FRANKFURT (Reuters) - The European Central Bank presented draft rules on Friday for how it will supervise commercial banks in the 18-nation euro zone from November, putting itself firmly in the driving seat.
The draft of the Single Supervisory Mechanism’s rules give the central bank wide-ranging powers, including the right to approve mergers and acquisitions and to demand that lenders increase their capital buffers.
From November, the ECB will supervise directly around 130 of the bloc’s top lenders as part the European banking union that aims to create a more level playing to make banks more resilient for future crisis.
The rest of the roughly 6,000 euro zone banks will remain under the brief of national supervisors, though the ECB will have powers to intervene if it deems necessary.
“The ECB will decide on the authorisation of mergers and acquisitions or other operations,” said Ignazio Angeloni, head of the ECB’s financial stability department.
The central bank will also have the last word on granting and withdrawing bank licences and can ask for higher capital buffers than applied by national supervisors to keep systemic risks at bay.
“Here the powers of the ECB is the power to do more,” said Edouard Fernandez-Bollo, the supervisor of French banks and insurers and the man in charge of drafting the framework regulation.
On February 19, there will be a public hearing at the ECB, where bank lobby groups and others can comment on the document. The public consultation ends on March 7 and the final document will be published on May 4.
Before the ECB assumes its new powers on November 4, it wants to make sure that the banks it will be responsible for have sufficient capital to handle the risks on their books, putting the euro zone’s 128 largest banks through an in-depth review.
They may not all end up under its watch. The final list will be drawn up by September. But industry heavyweights like Deutsche Bank and Unicredit are set to be among them.
From November 4, so-called joint-supervisory teams consisting of members from national supervisors and the ECB will monitor these banks. For a bank like Deutsche, for example, the team could be as large as 35 to 50 people.
Smaller banks will continue to be under the watch of their national supervisors.

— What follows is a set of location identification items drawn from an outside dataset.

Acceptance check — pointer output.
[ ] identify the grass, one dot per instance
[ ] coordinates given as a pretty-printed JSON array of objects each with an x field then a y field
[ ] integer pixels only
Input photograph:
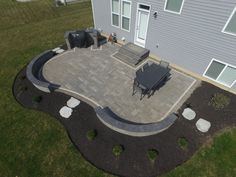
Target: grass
[
  {"x": 33, "y": 143},
  {"x": 219, "y": 101}
]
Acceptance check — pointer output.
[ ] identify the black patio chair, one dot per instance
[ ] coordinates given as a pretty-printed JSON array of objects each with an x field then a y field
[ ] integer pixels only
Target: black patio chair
[
  {"x": 145, "y": 66},
  {"x": 139, "y": 71},
  {"x": 164, "y": 64}
]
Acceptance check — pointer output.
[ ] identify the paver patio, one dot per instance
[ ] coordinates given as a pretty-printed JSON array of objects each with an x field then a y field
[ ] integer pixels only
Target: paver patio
[{"x": 108, "y": 82}]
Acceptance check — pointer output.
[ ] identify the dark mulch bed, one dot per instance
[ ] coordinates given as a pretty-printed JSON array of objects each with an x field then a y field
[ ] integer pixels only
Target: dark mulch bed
[{"x": 134, "y": 160}]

But the ECB can step in to monitor them if necessary, and national authorities will be obliged to inform the ECB if one of their banks gets into trouble.

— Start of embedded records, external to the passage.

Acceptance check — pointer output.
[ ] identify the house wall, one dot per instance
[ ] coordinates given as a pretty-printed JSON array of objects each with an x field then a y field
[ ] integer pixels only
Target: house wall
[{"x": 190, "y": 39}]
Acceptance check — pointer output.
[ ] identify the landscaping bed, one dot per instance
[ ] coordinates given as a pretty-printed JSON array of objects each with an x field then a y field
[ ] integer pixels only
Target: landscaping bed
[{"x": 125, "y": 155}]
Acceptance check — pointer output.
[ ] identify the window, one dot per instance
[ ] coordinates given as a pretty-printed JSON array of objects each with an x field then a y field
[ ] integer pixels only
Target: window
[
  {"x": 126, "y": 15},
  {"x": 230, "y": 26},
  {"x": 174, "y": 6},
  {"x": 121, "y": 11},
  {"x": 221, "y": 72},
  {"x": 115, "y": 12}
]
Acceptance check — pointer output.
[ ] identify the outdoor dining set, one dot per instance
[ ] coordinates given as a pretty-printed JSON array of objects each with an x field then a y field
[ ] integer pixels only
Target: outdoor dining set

Five criteria define whether a bank is deemed worthy of direct monitoring by the ECB:
the total value of its assets
its importance for the economy of the country in which it is located or the EU as a whole
the significance of its cross-border activities
whether it has requested or received public financial assistance from the European Financial Stability Facility or the European Stability Mechanism
whether it is one of the three most significant banks in the respective country
The list will be reviewed annually and if a bank does not meet any of the five criteria for three consecutive years, it will go back to being supervised by national authorities.